Although our analysis on adherence indicates that efficacy difference might emerge over time, further research is needed to verify this indication through collecting and analyzing changes in mean dose over time and long-term efficacy data in even larger sample.
Conclusions
Both OROS MPH and ATX were effective in reducing ADHD symptoms in a large sample of Chinese children and adolescents with ADHD. Subjects were more somewhat likely to remain on OROS MPH, although the majority of participants were not compliant with ADHD treatments after 6 months.
Clinical Significance
There is a paucity of studies comparing the efficacy and adherence of OROS MPH and ATX for the treatment of Chinese patients with ADHD. Although several studies have compared the short-term efficacy of OROS MPH and ATX in America and Europe, little is known about cross- cultural differences in response to ADHD treatment. In the absence of such information, there is no objective basis for Chinese clinicians to know which drug to use with an individual patient. The study suggested that the short-term efficacy of OROS MPH and ATX was similar in China. The majority of Chinese children with ADHD are treatment naive, which perhaps this accounted for the similar efficacy when either medication is tried first.
The average optimal dose of OROS MPH (or ATX) was relatively low compared with that in studies conducted in North America. It is unclear if this is caused by biological or cultural factors. Perhaps Chinese parents have a different view of the risk–benefit ratio, and a prefer lower dose with fewer AEs.
Finally, adherence to either medicine was poor, as the majority of patients were not compliant with treatment within 6 months. Educating parents about the course of untreated ADHD and the track record of safety, as well as medical monitoring, may help reduce parental anxiety and improve adherence.
Footnotes
Acknowledgments
We thank the Clinical Epidemiology Research Centre of Beijing University Third Hospital for assistance in generating the randomization envelope. We also thank Drs. Lu Liu and Ning Ji for helping to collect data.
Disclosures
Dr. Yufeng Wang was supported by Xi'an Janssen's research grant. She has served on advisory boards of Xi'an Janssen Pharmaceutical Ltd and Eli Lilly Company.
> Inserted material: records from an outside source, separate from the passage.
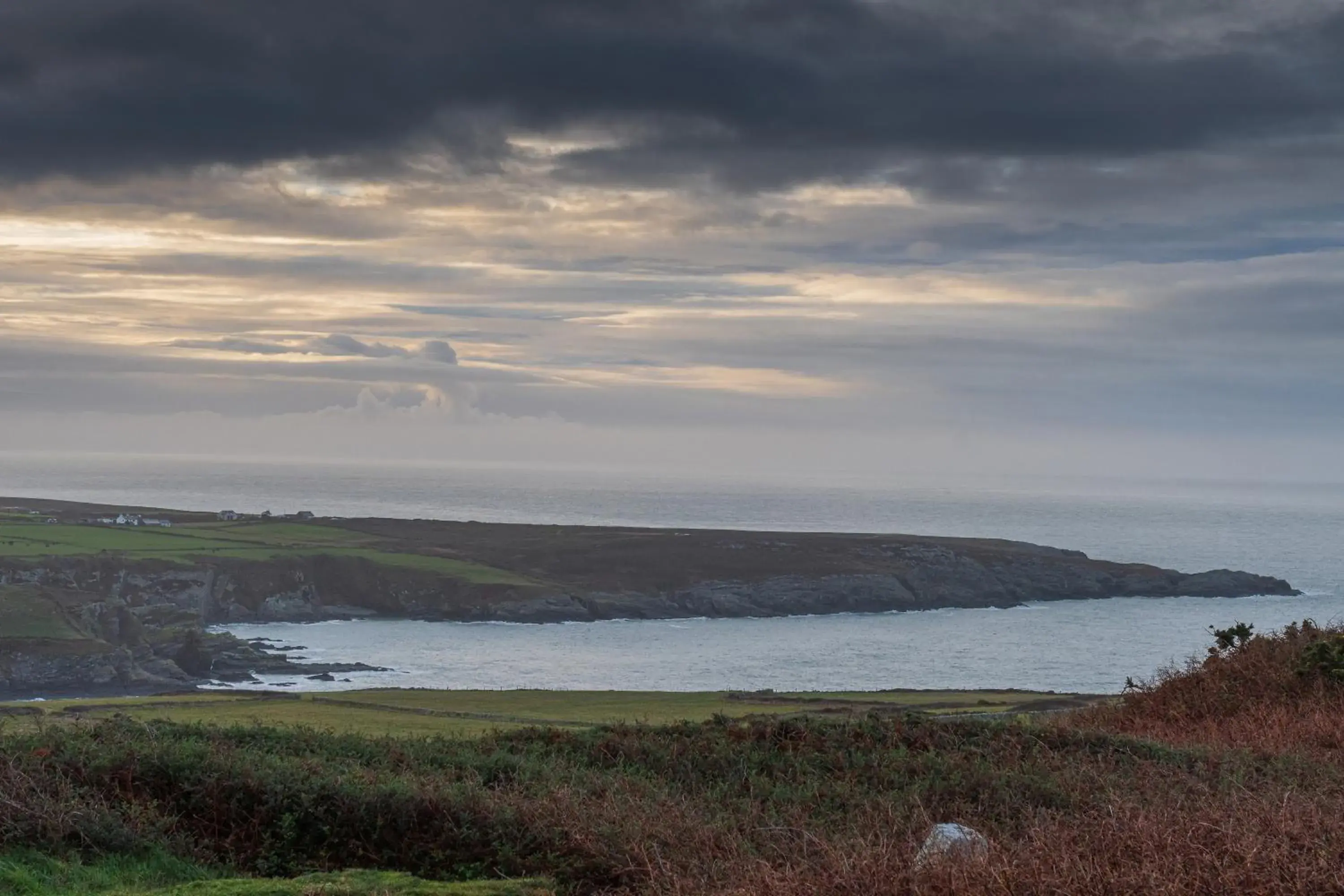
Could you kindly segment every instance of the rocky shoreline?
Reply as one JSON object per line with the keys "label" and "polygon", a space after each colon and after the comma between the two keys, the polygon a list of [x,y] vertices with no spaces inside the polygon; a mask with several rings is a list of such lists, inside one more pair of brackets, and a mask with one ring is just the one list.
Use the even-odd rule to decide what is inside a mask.
{"label": "rocky shoreline", "polygon": [[[356,523],[372,531],[388,523],[406,525]],[[1282,579],[1250,572],[1183,574],[980,539],[421,528],[427,527],[457,527],[431,531],[435,544],[484,555],[493,568],[511,571],[515,582],[473,582],[321,553],[195,566],[116,556],[4,560],[0,598],[22,598],[35,607],[32,613],[48,613],[47,622],[60,637],[7,638],[0,631],[0,699],[155,693],[207,681],[246,685],[257,674],[335,678],[371,670],[359,664],[294,662],[284,645],[210,630],[220,623],[368,617],[547,623],[1297,594]]]}

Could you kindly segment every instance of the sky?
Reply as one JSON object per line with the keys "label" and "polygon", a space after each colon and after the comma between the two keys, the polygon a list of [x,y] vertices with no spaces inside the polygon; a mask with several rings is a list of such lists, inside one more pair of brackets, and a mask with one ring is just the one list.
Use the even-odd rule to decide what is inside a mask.
{"label": "sky", "polygon": [[7,0],[0,451],[1337,481],[1341,150],[1324,0]]}

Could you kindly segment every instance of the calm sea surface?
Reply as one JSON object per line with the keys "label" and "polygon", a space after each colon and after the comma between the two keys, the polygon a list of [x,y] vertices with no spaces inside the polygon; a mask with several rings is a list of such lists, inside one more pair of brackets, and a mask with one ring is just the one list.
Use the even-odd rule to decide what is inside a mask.
{"label": "calm sea surface", "polygon": [[1117,690],[1241,619],[1344,619],[1344,485],[1013,480],[800,482],[466,465],[0,454],[0,494],[184,509],[992,536],[1111,560],[1286,578],[1300,598],[1116,599],[1013,610],[547,626],[233,626],[312,660],[396,669],[296,688]]}

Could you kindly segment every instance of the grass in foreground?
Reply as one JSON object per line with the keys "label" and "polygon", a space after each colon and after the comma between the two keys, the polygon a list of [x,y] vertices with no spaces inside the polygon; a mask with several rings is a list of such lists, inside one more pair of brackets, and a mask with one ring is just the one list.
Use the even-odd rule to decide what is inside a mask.
{"label": "grass in foreground", "polygon": [[[1030,712],[1098,697],[1011,690],[906,690],[874,693],[676,693],[641,690],[344,690],[328,693],[198,693],[26,704],[48,720],[130,719],[215,724],[309,725],[341,733],[478,736],[520,725],[593,727],[616,723],[669,724],[714,716],[853,717],[868,712]],[[1099,697],[1099,700],[1107,700]],[[4,704],[0,704],[4,712]],[[11,724],[36,724],[26,717]]]}
{"label": "grass in foreground", "polygon": [[[0,846],[257,877],[540,876],[575,893],[1344,892],[1341,678],[1344,630],[1298,626],[1030,724],[8,731]],[[986,834],[988,860],[917,870],[942,821]]]}
{"label": "grass in foreground", "polygon": [[0,854],[0,892],[12,896],[542,896],[540,880],[444,883],[399,872],[352,870],[241,879],[165,854],[82,861],[32,850]]}

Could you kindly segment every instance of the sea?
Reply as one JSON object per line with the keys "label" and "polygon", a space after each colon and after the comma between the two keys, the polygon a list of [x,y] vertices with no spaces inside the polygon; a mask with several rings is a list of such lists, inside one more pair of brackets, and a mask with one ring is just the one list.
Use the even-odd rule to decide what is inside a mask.
{"label": "sea", "polygon": [[331,682],[267,677],[263,686],[276,689],[1113,693],[1126,678],[1202,656],[1210,626],[1344,622],[1341,482],[781,480],[636,467],[0,454],[0,494],[321,516],[1000,537],[1191,572],[1249,570],[1304,592],[775,619],[227,626],[301,647],[308,661],[390,669]]}

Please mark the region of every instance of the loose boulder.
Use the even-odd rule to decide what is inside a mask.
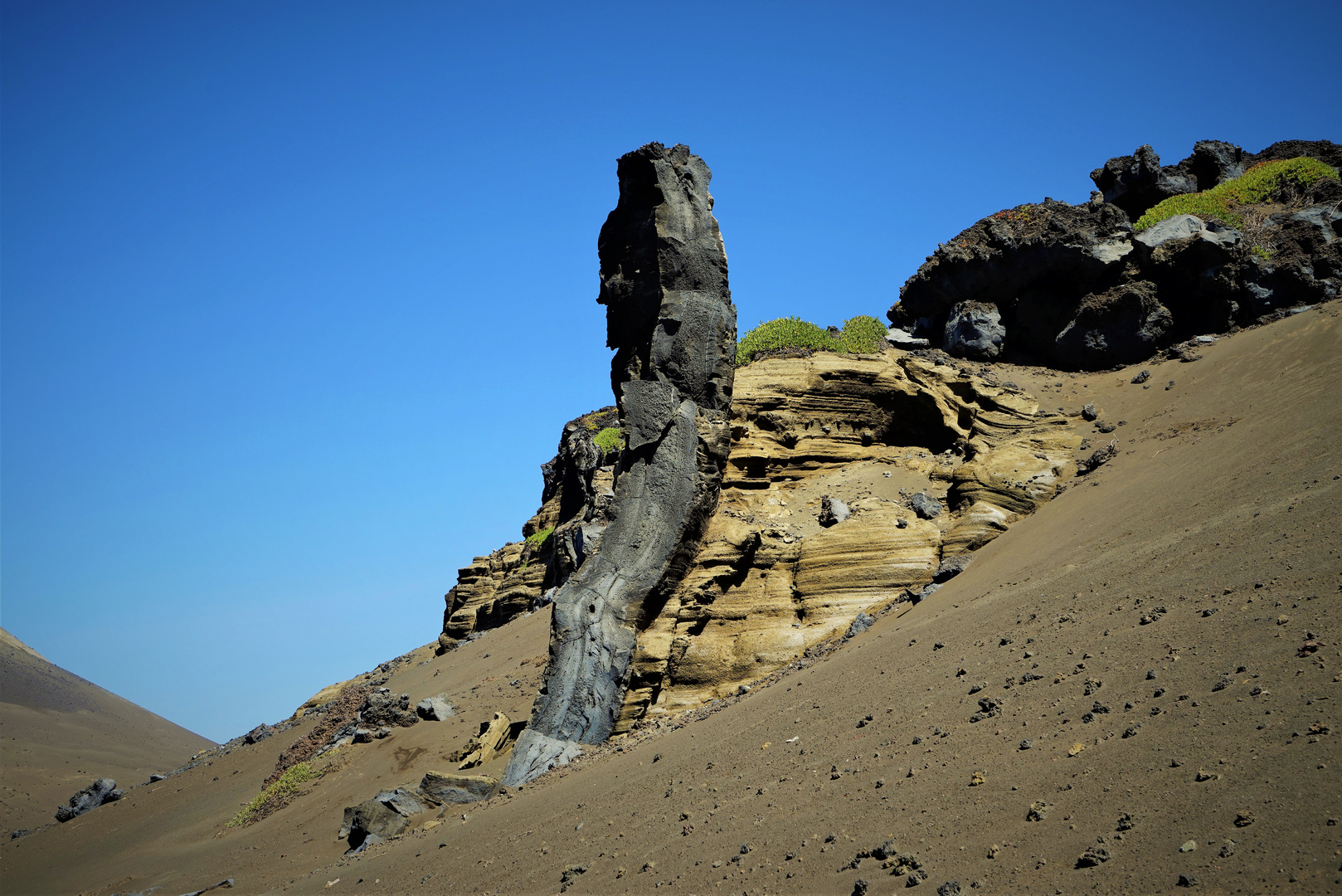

Dr. Li Yang received consulting fees from Eli Lilly and lecture fees from Xi'an Janssen Pharmaceutical Ltd. Dr. Stein is an advisor to Alcobra and Ironshores pharmaceuticals and received research support from Alcobra, Pfizer, and Shire. Drs. Qingjiu Cao and Yi Su have no financial relationships with any pharmaceutical company. Dr. Yi Su, as the first author, analyzed the data, and drafted and revised the manuscript. There was no honorarium, grant, or other form of payment given to anyone to produce the manuscript.